Filhos de uma região menor
Em Portugal, para o Estado centralista existem filhos e enteados. Aliás, tendo em conta a dimensão e gravidade da situação, diria até que o que aqui há são filhos e... filhos de um Deus menor. No caso vertente, há filhos diletos do centralismo e filhos de uma região menor, que para os termos desta crónica, é a Região Norte, mas podia ser a do Centro ou qualquer outra, que não a da capital.
Com as férias grandes e a tradicional modorra à porta, o Governo resolveu lançar uma bomba. Uma autêntica bomba atómica. Julgo que o próprio presidente da Câmara de Lisboa, António Costa, terá ficado "banzado" com a oferta governamental, ainda por cima servida de bandeja por um governo de cor bem diferente da sua.
Desconfiou António Costa desta esmola do poder central? Claro que não, porque como o povo sabe muito bem só as câmaras pobres é que desconfiam das esmolas dos governos.

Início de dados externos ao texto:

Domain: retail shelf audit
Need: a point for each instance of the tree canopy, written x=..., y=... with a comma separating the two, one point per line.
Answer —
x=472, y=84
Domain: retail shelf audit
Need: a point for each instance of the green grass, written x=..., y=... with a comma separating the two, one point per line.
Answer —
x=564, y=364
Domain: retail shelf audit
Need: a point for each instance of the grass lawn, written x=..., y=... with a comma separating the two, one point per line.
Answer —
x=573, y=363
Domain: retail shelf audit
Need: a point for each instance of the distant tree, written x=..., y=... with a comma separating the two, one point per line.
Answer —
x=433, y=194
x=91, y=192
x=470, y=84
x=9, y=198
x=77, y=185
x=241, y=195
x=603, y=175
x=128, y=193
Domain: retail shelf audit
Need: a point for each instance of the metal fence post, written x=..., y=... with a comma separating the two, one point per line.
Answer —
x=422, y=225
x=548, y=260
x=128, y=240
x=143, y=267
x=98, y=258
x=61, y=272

Falo, claro está, da polémica desencadeada com a decisão do Governo de Passos Coelho de pagar uma fortuna à Câmara de Lisboa em nome dos terrenos em que assenta o aeroporto da Portela. Não sendo fácil agora apurar com que dinheiros comprou Duarte Pacheco os terrenos onde estão as diversas infraestruturas do aeroporto da capital, "in dubio pro lisboeta" foi o princípio que se impôs.
Não sinto nenhuma inveja da CML, que assim zela pelos seus interesses e fez o seu papel. Não me compete questionar a justeza das opções jurídicas de quem avaliou o caso e decidiu ou aconselhou a decisão conhecida. O que sinto como dever de um não-lisboeta com acesso a esta tribuna pública é interpelar o Governo pela decisão política tomada e reclamar que perante situações iguais ou semelhantes o Governo tenha procedimentos em conformidade.
Andou bem o presidente da Câmara do Porto, a quem só é preciso pedir que não se deixe ficar por aqui, nem deixe cair o assunto. A acreditar que Rui Rio tem uma boa imagem na capital e um crédito muito elevado nas instâncias políticas do poder central, aqui está uma excelente altura para vermos o que isso vale.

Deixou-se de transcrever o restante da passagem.